The so-called "TINA syndrome" provides the fundament, the actual
rock, on which the political, economic, military and other elites
and establishments of the Anglo-American world and European bloc
have built their church. Inscribed over its entrance stands the
motto: "there is no god but monopoly and maximum is his profit". On
this basis, continuous attacks on the very concept of intangibles
are launched, most prominently against time-consciousness.
Especially singled out is time-consciousness based on appreciating
and/or priorising the long term over the short term, as well as
placing the interests of the social collective over the interests
of any individual member of the collective. In this book, it is
argued that Humanity has been on the wrong track since Sir Isaac
Newton published his Principia Mathematica at the end of the 17th
century, and that the scientific research enterprise developed
since then has taken the world on a merry chase to nowhere. Without
exception, the assaults on time-consciousness, and on cognition of
what happens in and through the passage of time, take the form of a
denial of the principle of Nature as the Mother of all wealth. The
denial of this principle has always encountered resistance. Some
resist by breaking the attacks down and responding to selected
cases. For example, the contributors to the book Underdevelopment
and Social Movements in Atlantic Canada (Toronto 1979), following
precisely this tact, act according to the principle that "the
movement is everything..." This places the struggle of the people
for livelihood where it belongs, viz., at the centre of economic
theory and practice. However, these writers' version of this
approach is silent about long-term or final aims. Their work
actually priorises t = "right now" over longer-term views of the
role of time in social-historical processes. People's deepest
desires to see Justice prevail and Injustice sent packing are
generally aroused, positively, by their apparent stand on the side
of "labour" against "capital"; a great deal of hope might well be
vested in these stands. Has this hope, however, been misplaced?

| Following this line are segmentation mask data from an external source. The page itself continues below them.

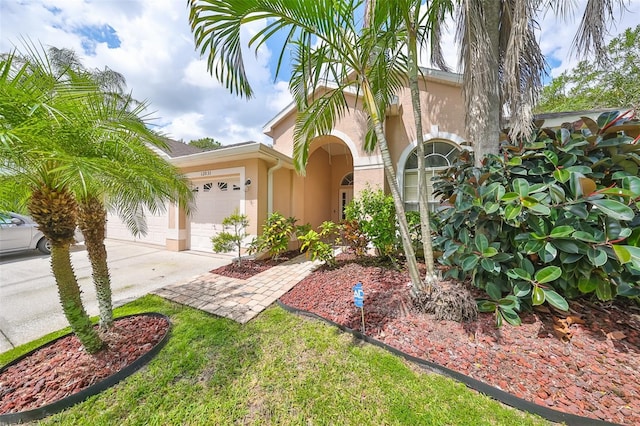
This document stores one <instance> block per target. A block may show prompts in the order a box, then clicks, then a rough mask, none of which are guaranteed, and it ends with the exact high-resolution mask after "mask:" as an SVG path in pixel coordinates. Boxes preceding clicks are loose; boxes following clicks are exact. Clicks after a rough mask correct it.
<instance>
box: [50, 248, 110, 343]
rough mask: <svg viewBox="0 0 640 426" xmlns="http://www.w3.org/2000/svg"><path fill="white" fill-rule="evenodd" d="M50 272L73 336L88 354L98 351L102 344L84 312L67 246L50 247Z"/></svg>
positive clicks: (79, 294) (84, 310)
mask: <svg viewBox="0 0 640 426" xmlns="http://www.w3.org/2000/svg"><path fill="white" fill-rule="evenodd" d="M51 270H52V271H53V276H54V277H55V279H56V284H57V286H58V295H59V297H60V304H61V305H62V311H63V312H64V316H65V317H66V318H67V321H68V322H69V325H71V329H72V330H73V332H74V334H75V335H76V336H77V337H78V340H80V343H82V346H84V348H85V349H86V351H87V352H88V353H90V354H94V353H97V352H99V351H100V349H102V347H103V346H104V343H103V342H102V340H101V339H100V336H99V335H98V333H97V332H96V330H95V329H94V328H93V325H92V324H91V319H90V318H89V316H88V315H87V313H86V311H85V310H84V306H83V305H82V299H81V297H80V286H79V285H78V280H77V278H76V276H75V274H74V272H73V267H72V266H71V256H70V254H69V245H68V244H67V245H63V246H60V245H57V244H54V245H52V247H51Z"/></svg>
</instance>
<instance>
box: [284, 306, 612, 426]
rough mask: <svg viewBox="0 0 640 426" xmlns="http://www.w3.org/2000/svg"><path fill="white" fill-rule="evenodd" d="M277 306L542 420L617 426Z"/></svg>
mask: <svg viewBox="0 0 640 426" xmlns="http://www.w3.org/2000/svg"><path fill="white" fill-rule="evenodd" d="M277 303H278V306H280V307H281V308H282V309H284V310H286V311H289V312H292V313H295V314H300V315H303V316H307V317H311V318H314V319H318V320H321V321H324V322H326V323H328V324H330V325H332V326H334V327H338V328H339V329H340V330H342V331H344V332H346V333H349V334H351V335H353V336H355V337H357V338H358V339H361V340H364V341H365V342H367V343H371V344H372V345H376V346H378V347H381V348H383V349H386V350H387V351H389V352H391V353H393V354H395V355H398V356H401V357H403V358H404V359H406V360H408V361H411V362H413V363H416V364H418V365H420V366H422V367H426V368H428V369H430V370H433V371H435V372H436V373H439V374H442V375H444V376H448V377H450V378H452V379H455V380H457V381H459V382H462V383H464V384H465V385H466V386H467V387H469V388H471V389H474V390H476V391H478V392H480V393H483V394H485V395H487V396H489V397H491V398H493V399H495V400H497V401H500V402H502V403H503V404H506V405H509V406H511V407H514V408H517V409H518V410H521V411H526V412H528V413H531V414H536V415H538V416H540V417H543V418H545V419H547V420H550V421H552V422H564V423H565V424H567V425H575V426H605V425H613V426H615V425H618V424H617V423H610V422H606V421H603V420H597V419H592V418H589V417H582V416H577V415H575V414H569V413H565V412H562V411H558V410H554V409H552V408H548V407H544V406H542V405H538V404H535V403H533V402H531V401H527V400H524V399H522V398H518V397H517V396H514V395H512V394H510V393H508V392H505V391H503V390H501V389H498V388H496V387H493V386H490V385H488V384H486V383H484V382H481V381H479V380H476V379H474V378H473V377H469V376H466V375H464V374H462V373H459V372H457V371H454V370H451V369H449V368H446V367H443V366H441V365H440V364H436V363H433V362H430V361H427V360H424V359H422V358H418V357H415V356H413V355H409V354H407V353H404V352H402V351H400V350H398V349H396V348H394V347H393V346H389V345H387V344H386V343H383V342H381V341H379V340H376V339H374V338H373V337H369V336H367V335H366V334H362V333H361V332H359V331H357V330H353V329H351V328H349V327H346V326H344V325H342V324H338V323H336V322H333V321H331V320H329V319H326V318H324V317H321V316H320V315H317V314H314V313H313V312H309V311H305V310H303V309H298V308H294V307H291V306H288V305H286V304H284V303H283V302H281V301H280V300H279V299H278V300H277Z"/></svg>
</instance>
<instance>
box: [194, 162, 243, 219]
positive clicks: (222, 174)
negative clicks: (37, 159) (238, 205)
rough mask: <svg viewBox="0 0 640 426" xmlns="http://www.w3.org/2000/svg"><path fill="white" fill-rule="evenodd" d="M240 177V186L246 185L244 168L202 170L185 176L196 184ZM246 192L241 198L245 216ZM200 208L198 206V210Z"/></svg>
mask: <svg viewBox="0 0 640 426" xmlns="http://www.w3.org/2000/svg"><path fill="white" fill-rule="evenodd" d="M238 175H240V185H241V186H242V185H244V182H245V170H244V167H229V168H228V169H213V170H201V171H199V172H191V173H187V174H186V175H185V176H186V177H187V178H188V179H190V180H191V181H194V182H199V181H203V180H207V179H219V178H221V177H225V176H238ZM245 194H246V192H245V191H242V197H241V198H240V214H245V198H246V195H245ZM197 207H198V206H196V208H197Z"/></svg>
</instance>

Analysis of these authors' collective work from 1979 (as the Soviet
Union began its final slide to oblivion by invading Afghanistan),
and its source in theories of "regional underdevelopment"
(formulated at the Cold War's height in the late 1950s), suggests
this may be the case. Especially disturbing is the outlook
underlying that theory, and specifically its extreme pragmatism and
welter of contradictions and inconsistencies. These disclose a
position entirely at odds with the proclaimed mission to establish
the truth of matters under investigation. In order to maintain a
position in what they see as the mainstream today, some of these
writers have taken matters further, adapting to fit the cut of
current discourse in the early 2000s some of the concerns raised in
the earlier work. En route, however, they make a major concession
to the disinformation of the Canadian fisheries department that
"there are too many fishermen chasing too few fish". Disguising the
concession as an appeal for "ecological sanity" in the face of a
pending environmental crisis of raw material food supplies during a
period of still-excessive capitalization in the coastal fishing
industry, those putting forward this argument decline to challenge
the claims by the government and the largest fish processors that
the problem at bottom is a shortage of raw material, a defect in
Nature. As, however, the problem is actually one of how Humanity
has arranged its affairs when it comes to extremely fundamental
matters like food-gathering, this concession, no less than any of
the other more direct attacks on time consciousness and on
cognition as a source of reliable information, forms part of a far
more general and sweeping assault on the very concept of human
agency. This assault challenges the fundamental notion that no
human social problem is without some human social solution. The
fact of the matter is that the essence of human social agency lies
on the path of pursuing knowledge. Whosoever would increase
knowledge is bound to disturb the status quo, but even so, a person
must increase his knowledge of the truth.